Paylaş
Türkiye’de bilim yapılmıyor mu? Bal gibi de yapılıyor. Hem de iyi bilim yapılıyor, güncel bilim yapılıyor.
Ama sistem bilim için çalışmıyor. Hükümetlerin, parlamentoların, üniversitelerin, şirketlerin enerjisinin çok ama çok küçük bir bölümü bilim için harcanıyor.
Oysa, Türkiye’nin bugünlerdeki temel ekonomik sorunu olan cari açık meselesini çözecek olan şey, bilim.
Türkiye, üretebilmek için dış açık vermek zorunda olduğu bir ekonomik sistemi sürdürmeye çalışıyor epey bir zamandan beri. Bununsa sürdürülemez olduğu belli.

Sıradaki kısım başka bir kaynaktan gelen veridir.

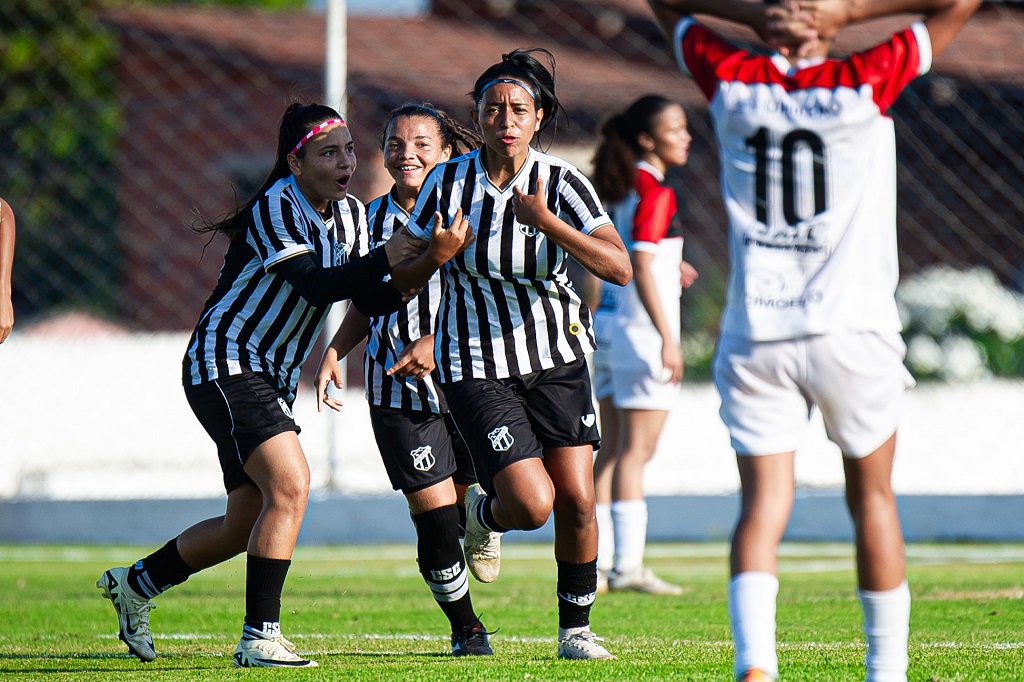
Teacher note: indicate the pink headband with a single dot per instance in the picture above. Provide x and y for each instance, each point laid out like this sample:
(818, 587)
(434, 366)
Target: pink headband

Bütün tarihimizde bir tek kere bile, dış ticaretin ekonomik büyümemize katkısı pozitif olmadı. Dış ticaret açığı vermek, yani yurt dışına döviz ödemek pahasına istihdam yaratıyoruz diye sevinmeye de devam edemeyiz. Zaten bu sevinç bir çeşit züğürt tesellisinden başka bir şey değil.
Yapmamız gereken, dış ticaretimizin fazla vermesi, yani ekonomik büyümemize pozitif katkı sağlaması.
Bunun için de kendi icat ettiğimiz, kendi tasarladığımız ürünlerimizi fiyatını da biz belirleyerek üretmeli ve satabilmeliyiz. Yani, üretimimizdeki katma değer oranını arttırmalıyız.
Kendi icat ettiğimiz, kendi tasarladığımız ve fiyatını belirlediğimiz ürünleri üretmemizin bir tane yolu var: Bilime verdiğimiz önemi arttırmak, bilime daha fazla yatırım yapmak, bilimi el üstünde taşımak.
Örneğin, son yıllarda Türkiye’de gündeme ‘tanrı parçacığı’ diye de adlandırılan Higgs bozonunu bulmak için yaptığı muazzam deneyle gelen Avrupa Nükleer Araştırmalar Konseyi CERN’e bir an önce tam üye olmalıyız.
Elimin altında bir rapor var, CERN’e tam üye olmanın ülke sanayisine katkılarının araştırdığı bir rapor.
Raporun sonuçları, CERN üyeliğinin sadece üç beş bilim insanını ilgilendiren ve onların daha iyi bilim yapmalarına yardımcı olan bir şeyden ibaret olmadığını kanıtlar nitelikte.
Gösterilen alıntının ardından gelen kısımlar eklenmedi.